En attendant le vaccin contre le tabac

Après avoir examiné 94 études sur les substituts nicotiniques portant sur un total de 33.400 fumeurs, l'étude Silagy a livré son verdict. Ainsi les chercheurs australiens, auteurs de cette méta-analyse, en sont-ils arrivés à la conclusion que les taux de réussite des substituts nicotiniques variaient, pour le critère d'abstinence continue pendant un an, de 13 à 24pc selon la forme choisie.

LAURENCE DARDENNE

Après avoir examiné 94 études sur les substituts nicotiniques portant sur un total de 33.400 fumeurs, l'étude Silagy a livré son verdict. Ainsi les chercheurs australiens, auteurs de cette méta-analyse, en sont-ils arrivés à la conclusion que les taux de réussite des substituts nicotiniques variaient, pour le critère d'abstinence continue pendant un an, de 13 à 24pc selon la forme choisie. Arrive en tête (pour les grands fumeurs), le spray nasal (24pc), suivi des tablettes sublinguales (21pc), des gommes à mâcher (18pc), de l'inhalateur (17pc) et du patch (13pc). Et si, hors substituts nicotiniques, la substance placebo réalise un score de 6pc, l'antidépresseur bupropion, commercialisé sous le nom de Zyban affiche un taux de réussite de sevrage tabagique de l'ordre de 18pc, pour s'élever à 22,5pc quand il est utilisé en traitement combiné avec un substitut nicotinique. (Voir «La Libre» du 19 décembre 2000)

EN PREMIÈRE LIGNE

Que retenir de ces résultats?

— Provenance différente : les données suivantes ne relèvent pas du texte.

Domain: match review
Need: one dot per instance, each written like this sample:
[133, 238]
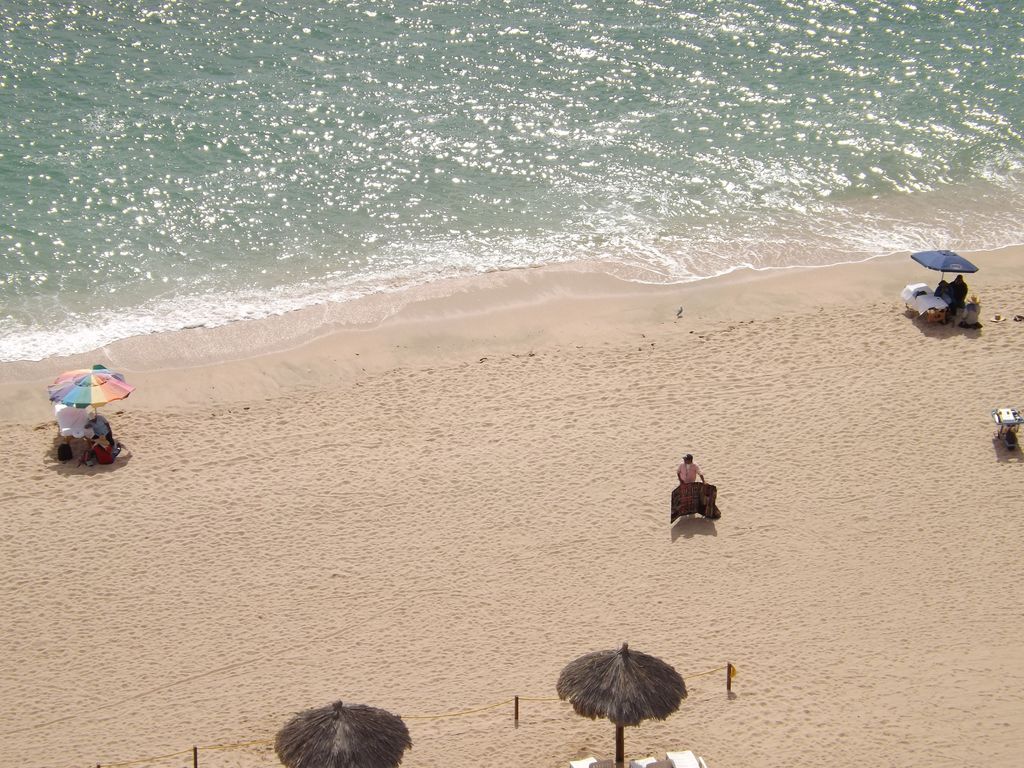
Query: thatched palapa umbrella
[343, 736]
[624, 686]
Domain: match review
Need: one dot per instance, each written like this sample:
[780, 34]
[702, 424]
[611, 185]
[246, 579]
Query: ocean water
[166, 165]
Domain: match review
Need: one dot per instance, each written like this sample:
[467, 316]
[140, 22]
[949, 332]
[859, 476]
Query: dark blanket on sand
[694, 499]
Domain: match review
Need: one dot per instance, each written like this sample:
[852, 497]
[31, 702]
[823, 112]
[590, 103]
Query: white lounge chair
[649, 763]
[685, 759]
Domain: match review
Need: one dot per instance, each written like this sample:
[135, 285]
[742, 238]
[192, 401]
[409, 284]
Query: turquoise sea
[173, 164]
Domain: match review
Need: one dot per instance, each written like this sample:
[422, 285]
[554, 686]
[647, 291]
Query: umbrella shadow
[943, 331]
[688, 526]
[73, 465]
[1005, 455]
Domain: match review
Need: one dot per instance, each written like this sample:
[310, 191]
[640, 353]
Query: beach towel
[694, 499]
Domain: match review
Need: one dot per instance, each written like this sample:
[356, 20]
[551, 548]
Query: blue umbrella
[943, 261]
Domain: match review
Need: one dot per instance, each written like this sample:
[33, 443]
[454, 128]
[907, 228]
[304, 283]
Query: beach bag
[103, 454]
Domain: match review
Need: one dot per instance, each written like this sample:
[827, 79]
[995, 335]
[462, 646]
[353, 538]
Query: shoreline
[502, 311]
[437, 512]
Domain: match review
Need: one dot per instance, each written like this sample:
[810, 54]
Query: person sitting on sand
[957, 294]
[688, 471]
[100, 428]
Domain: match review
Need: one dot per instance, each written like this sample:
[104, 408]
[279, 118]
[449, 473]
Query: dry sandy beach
[434, 511]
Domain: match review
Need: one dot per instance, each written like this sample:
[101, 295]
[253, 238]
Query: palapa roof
[343, 736]
[623, 685]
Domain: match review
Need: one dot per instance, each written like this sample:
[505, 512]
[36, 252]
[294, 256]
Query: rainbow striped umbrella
[89, 388]
[80, 372]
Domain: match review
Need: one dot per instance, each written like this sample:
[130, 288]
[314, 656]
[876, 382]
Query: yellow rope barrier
[457, 714]
[144, 760]
[239, 744]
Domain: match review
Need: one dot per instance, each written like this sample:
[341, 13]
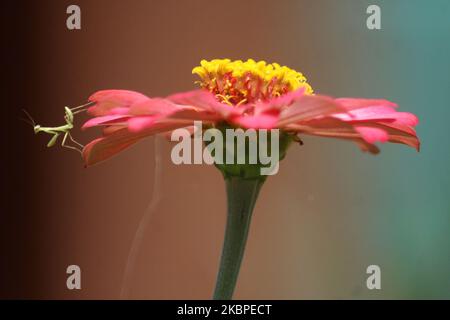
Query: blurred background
[329, 213]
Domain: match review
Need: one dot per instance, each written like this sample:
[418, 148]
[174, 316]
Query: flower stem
[241, 196]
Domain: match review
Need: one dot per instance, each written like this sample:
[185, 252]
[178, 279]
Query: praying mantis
[63, 130]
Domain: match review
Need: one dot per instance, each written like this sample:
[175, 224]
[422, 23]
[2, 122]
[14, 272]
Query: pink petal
[262, 121]
[108, 146]
[372, 135]
[358, 103]
[205, 100]
[137, 124]
[308, 107]
[104, 120]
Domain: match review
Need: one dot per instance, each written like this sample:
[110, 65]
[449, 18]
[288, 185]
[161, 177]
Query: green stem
[241, 197]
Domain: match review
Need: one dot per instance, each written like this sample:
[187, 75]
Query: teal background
[396, 206]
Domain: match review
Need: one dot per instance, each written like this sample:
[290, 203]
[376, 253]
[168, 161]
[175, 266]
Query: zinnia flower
[241, 94]
[249, 95]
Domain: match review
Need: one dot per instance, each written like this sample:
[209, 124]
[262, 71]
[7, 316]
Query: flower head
[249, 95]
[238, 82]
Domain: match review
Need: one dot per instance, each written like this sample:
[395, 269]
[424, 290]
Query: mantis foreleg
[52, 141]
[63, 143]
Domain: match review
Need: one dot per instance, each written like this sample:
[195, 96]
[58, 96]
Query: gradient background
[329, 213]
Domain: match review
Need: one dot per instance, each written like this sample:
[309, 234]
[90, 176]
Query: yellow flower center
[237, 82]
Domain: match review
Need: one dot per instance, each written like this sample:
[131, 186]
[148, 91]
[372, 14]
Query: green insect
[63, 130]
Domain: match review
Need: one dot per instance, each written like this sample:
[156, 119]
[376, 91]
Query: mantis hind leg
[63, 143]
[52, 141]
[74, 141]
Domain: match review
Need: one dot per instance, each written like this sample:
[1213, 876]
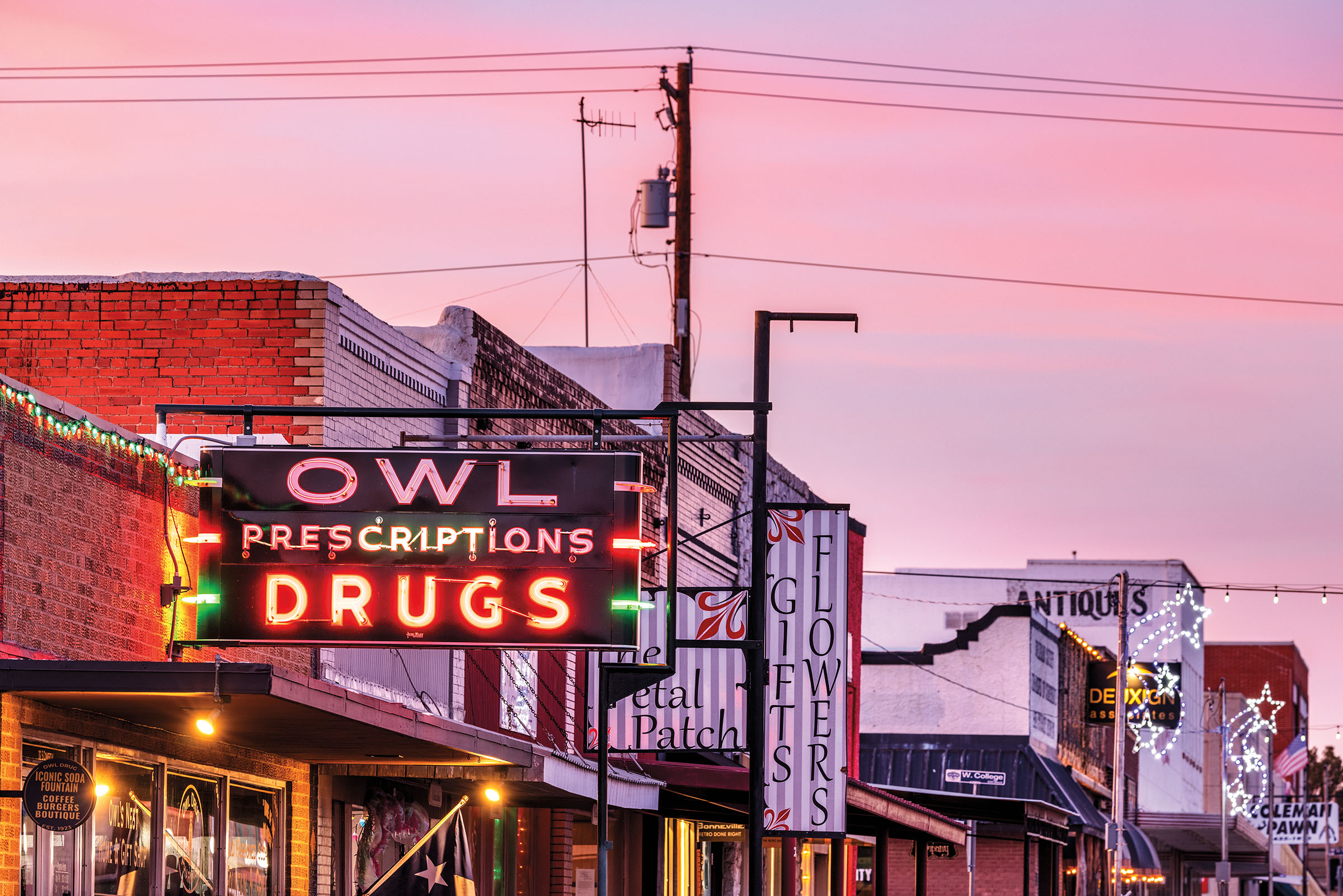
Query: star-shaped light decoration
[1139, 730]
[1259, 720]
[433, 875]
[1237, 800]
[1165, 682]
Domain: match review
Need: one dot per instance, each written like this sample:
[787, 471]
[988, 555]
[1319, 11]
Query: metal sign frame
[621, 680]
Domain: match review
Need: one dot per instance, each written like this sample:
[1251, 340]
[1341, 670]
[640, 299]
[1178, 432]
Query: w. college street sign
[703, 706]
[420, 548]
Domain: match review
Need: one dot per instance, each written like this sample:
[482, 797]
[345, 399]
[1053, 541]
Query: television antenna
[605, 124]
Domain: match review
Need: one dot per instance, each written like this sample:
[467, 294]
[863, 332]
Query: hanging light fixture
[206, 724]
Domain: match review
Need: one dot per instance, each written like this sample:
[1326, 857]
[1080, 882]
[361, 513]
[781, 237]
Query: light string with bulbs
[1159, 739]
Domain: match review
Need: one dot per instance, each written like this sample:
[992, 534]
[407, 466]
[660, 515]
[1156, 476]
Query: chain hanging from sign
[1244, 727]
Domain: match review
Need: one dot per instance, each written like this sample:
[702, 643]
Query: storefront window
[191, 836]
[518, 691]
[253, 817]
[48, 860]
[123, 828]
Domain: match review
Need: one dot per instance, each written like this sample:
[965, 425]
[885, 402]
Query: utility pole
[1328, 832]
[1270, 810]
[1224, 868]
[682, 242]
[586, 269]
[1120, 729]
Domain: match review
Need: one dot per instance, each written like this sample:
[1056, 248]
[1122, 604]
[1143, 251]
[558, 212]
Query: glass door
[253, 847]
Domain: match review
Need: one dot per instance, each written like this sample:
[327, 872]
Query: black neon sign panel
[420, 548]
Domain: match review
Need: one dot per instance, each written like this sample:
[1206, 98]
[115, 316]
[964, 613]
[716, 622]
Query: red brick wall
[116, 350]
[1248, 667]
[562, 853]
[82, 551]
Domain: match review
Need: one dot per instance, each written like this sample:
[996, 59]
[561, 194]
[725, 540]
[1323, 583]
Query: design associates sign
[1318, 821]
[59, 794]
[1153, 697]
[703, 706]
[420, 548]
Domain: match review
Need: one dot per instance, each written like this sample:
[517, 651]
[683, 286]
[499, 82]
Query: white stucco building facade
[910, 609]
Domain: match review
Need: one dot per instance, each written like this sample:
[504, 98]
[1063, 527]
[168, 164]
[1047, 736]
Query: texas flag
[438, 865]
[1293, 759]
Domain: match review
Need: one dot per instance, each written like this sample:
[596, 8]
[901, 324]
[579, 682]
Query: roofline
[961, 641]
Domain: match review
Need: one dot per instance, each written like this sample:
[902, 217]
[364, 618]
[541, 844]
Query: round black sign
[59, 794]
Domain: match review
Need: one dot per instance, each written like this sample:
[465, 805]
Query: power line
[858, 268]
[1024, 115]
[384, 96]
[457, 301]
[995, 88]
[864, 269]
[1026, 283]
[339, 62]
[323, 74]
[1006, 74]
[448, 270]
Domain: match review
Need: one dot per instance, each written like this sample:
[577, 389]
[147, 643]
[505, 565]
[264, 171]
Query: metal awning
[1199, 838]
[1039, 818]
[267, 710]
[719, 793]
[1140, 852]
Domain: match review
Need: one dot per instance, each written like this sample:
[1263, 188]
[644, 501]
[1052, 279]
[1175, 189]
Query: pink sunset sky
[969, 424]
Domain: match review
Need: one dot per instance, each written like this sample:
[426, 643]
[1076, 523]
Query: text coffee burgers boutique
[158, 696]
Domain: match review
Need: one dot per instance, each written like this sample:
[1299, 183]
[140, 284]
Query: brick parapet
[116, 348]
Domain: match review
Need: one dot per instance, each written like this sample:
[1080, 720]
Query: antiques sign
[1153, 696]
[420, 548]
[59, 794]
[1319, 821]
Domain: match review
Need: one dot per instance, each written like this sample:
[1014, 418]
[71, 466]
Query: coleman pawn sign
[59, 794]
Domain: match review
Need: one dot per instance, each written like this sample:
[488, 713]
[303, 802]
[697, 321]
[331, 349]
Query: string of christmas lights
[89, 433]
[1250, 722]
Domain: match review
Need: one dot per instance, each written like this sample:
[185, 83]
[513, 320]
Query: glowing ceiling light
[633, 605]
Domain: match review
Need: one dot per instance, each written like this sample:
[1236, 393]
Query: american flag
[1294, 758]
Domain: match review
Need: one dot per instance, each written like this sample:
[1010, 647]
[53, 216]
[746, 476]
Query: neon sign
[421, 548]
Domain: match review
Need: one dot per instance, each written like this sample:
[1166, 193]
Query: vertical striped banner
[702, 706]
[806, 649]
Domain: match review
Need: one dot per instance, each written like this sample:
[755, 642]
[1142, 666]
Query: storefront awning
[266, 710]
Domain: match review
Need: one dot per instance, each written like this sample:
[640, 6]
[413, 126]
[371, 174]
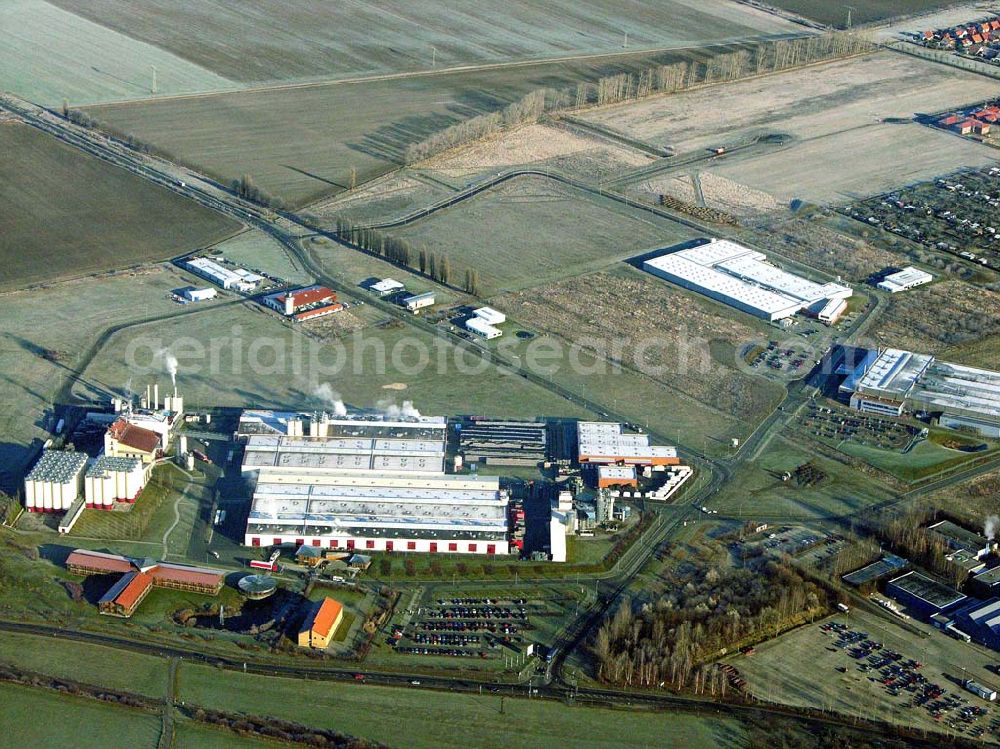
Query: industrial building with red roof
[139, 577]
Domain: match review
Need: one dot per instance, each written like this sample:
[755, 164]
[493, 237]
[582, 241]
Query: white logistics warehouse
[55, 481]
[891, 381]
[366, 482]
[905, 279]
[239, 279]
[742, 278]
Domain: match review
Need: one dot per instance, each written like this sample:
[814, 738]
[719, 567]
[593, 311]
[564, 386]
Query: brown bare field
[554, 145]
[815, 245]
[836, 114]
[65, 213]
[273, 40]
[696, 343]
[935, 318]
[717, 192]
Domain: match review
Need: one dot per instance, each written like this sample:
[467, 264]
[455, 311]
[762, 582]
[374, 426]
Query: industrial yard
[627, 373]
[60, 230]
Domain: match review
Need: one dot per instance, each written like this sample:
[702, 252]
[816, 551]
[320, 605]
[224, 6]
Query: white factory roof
[480, 325]
[451, 503]
[607, 440]
[956, 387]
[225, 277]
[340, 453]
[905, 279]
[490, 315]
[623, 473]
[58, 465]
[387, 286]
[893, 373]
[734, 273]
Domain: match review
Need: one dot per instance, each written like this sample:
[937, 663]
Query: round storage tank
[257, 587]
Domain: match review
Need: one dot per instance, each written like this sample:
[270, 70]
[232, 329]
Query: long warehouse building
[368, 483]
[742, 278]
[891, 381]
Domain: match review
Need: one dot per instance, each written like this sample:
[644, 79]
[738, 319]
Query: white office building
[904, 280]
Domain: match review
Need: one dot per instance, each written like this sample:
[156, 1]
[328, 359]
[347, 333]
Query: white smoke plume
[398, 413]
[170, 364]
[331, 398]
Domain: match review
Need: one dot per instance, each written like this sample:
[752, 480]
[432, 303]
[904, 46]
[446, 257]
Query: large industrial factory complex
[366, 482]
[891, 381]
[742, 278]
[136, 435]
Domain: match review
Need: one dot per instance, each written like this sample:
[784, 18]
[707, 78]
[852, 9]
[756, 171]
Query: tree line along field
[301, 143]
[65, 213]
[312, 39]
[870, 11]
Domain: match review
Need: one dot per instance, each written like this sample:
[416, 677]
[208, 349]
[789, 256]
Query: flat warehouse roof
[743, 277]
[894, 373]
[927, 590]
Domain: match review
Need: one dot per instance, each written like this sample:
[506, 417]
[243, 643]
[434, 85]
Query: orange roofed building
[321, 624]
[125, 440]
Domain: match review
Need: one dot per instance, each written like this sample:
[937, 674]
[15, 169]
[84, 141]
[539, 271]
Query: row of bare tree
[698, 614]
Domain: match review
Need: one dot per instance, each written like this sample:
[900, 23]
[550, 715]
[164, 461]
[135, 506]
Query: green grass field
[255, 250]
[69, 214]
[39, 718]
[497, 232]
[923, 460]
[835, 14]
[757, 489]
[49, 55]
[86, 663]
[440, 719]
[319, 39]
[261, 361]
[190, 735]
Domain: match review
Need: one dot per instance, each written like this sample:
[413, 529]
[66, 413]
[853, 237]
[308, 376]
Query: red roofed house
[305, 303]
[124, 440]
[85, 562]
[320, 624]
[965, 126]
[125, 595]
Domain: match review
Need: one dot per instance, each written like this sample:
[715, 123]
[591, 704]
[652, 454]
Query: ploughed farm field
[69, 214]
[300, 143]
[281, 41]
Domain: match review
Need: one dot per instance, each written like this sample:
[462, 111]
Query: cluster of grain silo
[110, 479]
[55, 481]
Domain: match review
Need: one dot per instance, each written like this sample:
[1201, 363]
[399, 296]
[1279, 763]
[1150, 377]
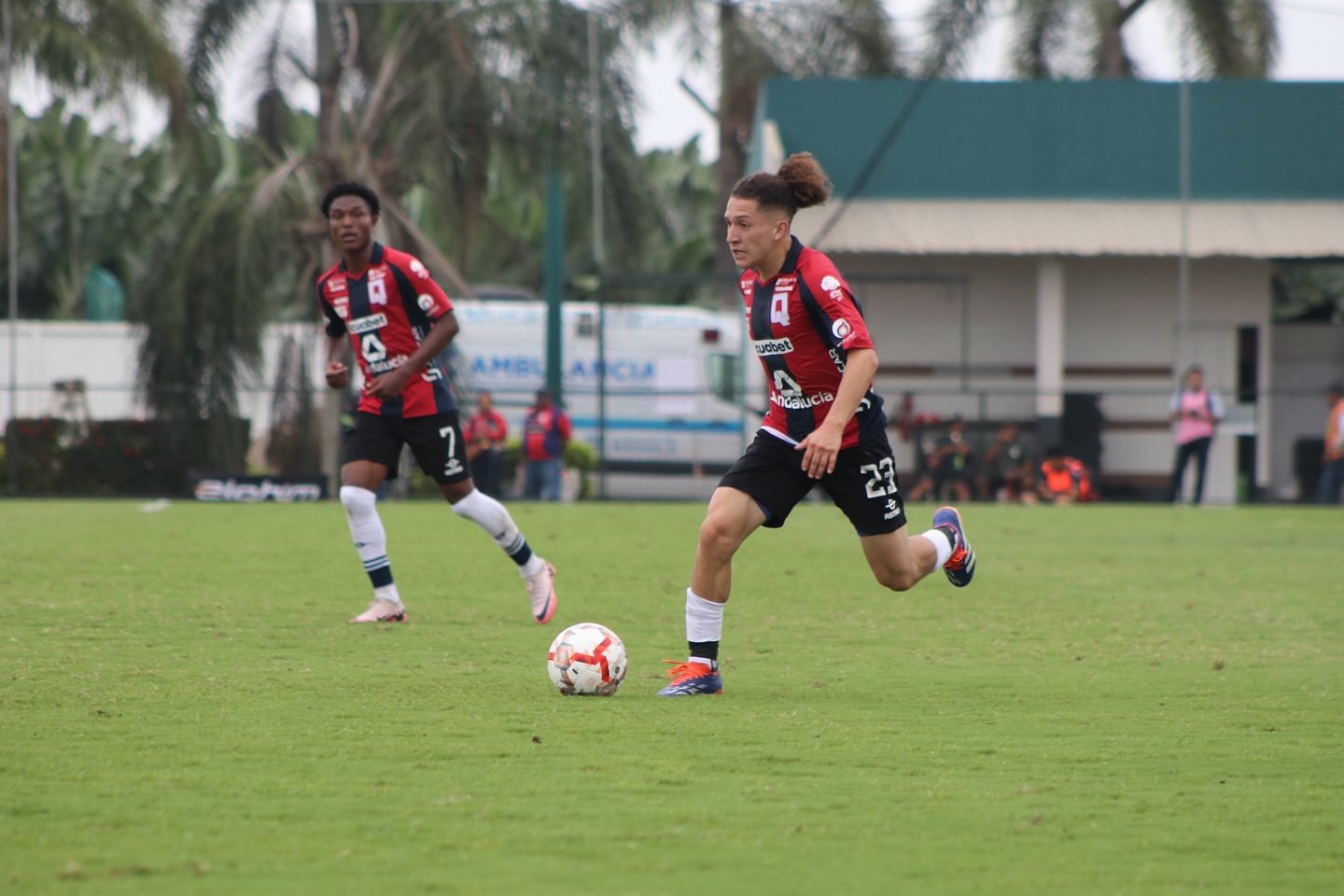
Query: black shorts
[436, 441]
[863, 483]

Pour le Dr

Jacques Prignot, Professeur émérite en pneumologie à l'UCL, en dépit de certains chiffres de la littérature scientifique favorable à l'antidépresseur, le premier choix demeure la substitution nicotinique. Et ce pour deux raisons principales: «l'une, théorique. La nicotine agit sur les quatre neurotransmetteurs dits «de récompense» du système nerveux central, à savoir les circuits de la dopamine, de la noradrénaline, de la sérotonine et des endorphines. Il s'agit, non seulement des voies qui contrôlent, dans le cerveau, les états d'anxiété ou d'euphorie, de manque ou de bonheur; mais aussi bien sûr des voies qu'emprunte le tabac. Or il se fait que le bupropion, tout comme d'ailleurs d'autres antidépresseurs expérimentés comme aide au tabac, n'agissent que sur deux ou trois de ces voies, ce qui ne peut pleinement satisfaire le fumeur. D'autre part, les effets secondaires du bupropion ne sont pas négligeables, qu'il s'agisse d'insomnie, de maux de tête, de sécheresse de la bouche ou de risque potentiel bien que très faible de convulsions. Autant de contre-indications qui ne se présentent pas avec les substituts nicotiniques. Cela dit, en cas d'échec avec ces derniers, l'antidépresseur reste très certainement une alternative valable».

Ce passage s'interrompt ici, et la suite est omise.